There is a reason that risk vendors might not be keen on this solution.  Fund managers can get the computer code for free and use data that they have anyway.  Total revenue to risk vendors: zero.

Rebuttal

Risk vendors are likely to come back with the argument that their risk models are more informative than a Ledoit-Wolf estimate.  The inputs to their models are more than just prices so the output has more predictive power.

That’s a reasonable hypothesis.  Being of a scientific bent, I’d like to see evidence.

If it is true, then I see two alternatives for optimization:

  • shrink towards the sample variance
  • change the zero eigenvalues to a positive value

The Ledoit-Wolf estimate is an optimal (in a reasonable sense) combination of the sample variance matrix and the equal correlation matrix (derived from the sample variance).  An alternative is a combination of the vendor’s factor model and the sample variance.

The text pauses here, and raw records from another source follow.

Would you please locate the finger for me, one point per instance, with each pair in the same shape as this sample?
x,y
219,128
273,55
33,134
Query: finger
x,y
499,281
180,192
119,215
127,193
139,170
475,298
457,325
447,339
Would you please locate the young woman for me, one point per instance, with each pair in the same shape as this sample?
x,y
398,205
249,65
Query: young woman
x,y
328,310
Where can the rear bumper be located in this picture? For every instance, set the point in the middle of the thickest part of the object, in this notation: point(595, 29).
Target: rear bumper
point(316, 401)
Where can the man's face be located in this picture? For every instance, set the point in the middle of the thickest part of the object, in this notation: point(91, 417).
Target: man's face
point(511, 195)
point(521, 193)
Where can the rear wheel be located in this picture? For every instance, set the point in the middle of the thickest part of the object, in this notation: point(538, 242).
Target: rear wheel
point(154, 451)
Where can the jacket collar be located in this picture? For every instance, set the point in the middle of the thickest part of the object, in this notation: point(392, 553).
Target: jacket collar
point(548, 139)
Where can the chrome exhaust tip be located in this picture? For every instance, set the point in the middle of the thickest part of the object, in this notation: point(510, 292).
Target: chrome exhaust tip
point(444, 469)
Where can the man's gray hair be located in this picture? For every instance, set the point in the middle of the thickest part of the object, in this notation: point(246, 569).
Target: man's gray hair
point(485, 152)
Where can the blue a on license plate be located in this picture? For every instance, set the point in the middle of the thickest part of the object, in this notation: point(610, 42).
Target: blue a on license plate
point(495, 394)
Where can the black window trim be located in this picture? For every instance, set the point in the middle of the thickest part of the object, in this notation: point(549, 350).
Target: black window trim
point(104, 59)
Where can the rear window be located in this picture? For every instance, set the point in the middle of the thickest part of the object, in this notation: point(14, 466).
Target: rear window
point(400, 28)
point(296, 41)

In years past there was a good reason to have zero eigenvalues because that meant that the variance matrix could be represented compactly.  But now the size of a variance matrix is unlikely to be problematic.  The eigenvalues of all the factors excluded from the model could be set to the mean of their eigenvalues if they were in the model.

Questions

What’s unclear?

Are there additional alternatives to solving the problem?

Epilogue

Steve Greiner was the referee of the risk vendor panel.  He started off the event — focused on risk — with a story.  He wasn’t sure how well it went over, but I liked it at least.

Two little fish are swimming along together.  They pass by a big fish who asks them, “How do you like the water?”  The little fish continue to swim along.  After a while one of them turns to the other and asks, “What’s water?”